22
Sabio consejo

Siempre merece la pena escuchar un parlamento sabio. Así, antes de que Myt-ser'eu apagara la lámpara, le pregunté si ella creía que Thotmaktef de verdad encontraría una mujer esa misma noche.

Myt-ser'eu se estiró y eructó.

—Me lo he pasado muy bien, bailando y todo, pero ahora desearía no haber bebido tanta cerveza. Si no lo hubiera hecho, podría estar contigo como es debido. ¡Oh! Mi amante y protector. De vez en cuando puedes ser increíblemente estúpido.

Me reí y le dije que me alegraba de haber olvidado las otras veces.

—Bueno, yo no las he olvidado, y desearía poder hacerlo. ¿No te diste cuenta de que se escabulló en cuanto yo saqué mi laúd?

—Claro que me di cuenta. Por eso te lo he preguntado.

—Bueno, se puede salir a buscar una chica a estas horas de la noche, y también uno se puede llevar un golpe en la cabeza por molestar. ¿Me dejo puesto este amuleto?
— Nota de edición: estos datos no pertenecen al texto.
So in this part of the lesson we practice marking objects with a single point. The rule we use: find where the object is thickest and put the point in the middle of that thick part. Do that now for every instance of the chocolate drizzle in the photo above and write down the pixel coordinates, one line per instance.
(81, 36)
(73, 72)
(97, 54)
—Sí —dije yo—, y si te lo quitas, yo te lo pondré una vez te hayas dormido.

Ella bostezó y se estiró.

—De cada luna, veinte días tú te duermes antes que yo. No, queridísimo Latro, el joven sacerdote no es de los que vagan por los callejones por la noche. ¿Te importa si me tumbo?

Yo dije que preferiría que lo hiciera.

—Yo también. —Myt-ser'eu se quitó la peluca, la colgó de uno de los postes de la cama y se estiró en el lecho—. Déjame que te diga todo esto antes de que nos excitemos demasiado. —Volvió a bostezar. Thotmaktef tiene ya a su chica. Cuando nos dejó, fue a verla o a recogerla. O lo uno o lo otro. Nunca habría hablado tal y como lo hizo, delante de Neht-nefret y de mí, a no ser que ya tuviera una. Puede, y digo puede, que le haya preguntado al capitán en privado esta tarde. Pero lo dudo. Él…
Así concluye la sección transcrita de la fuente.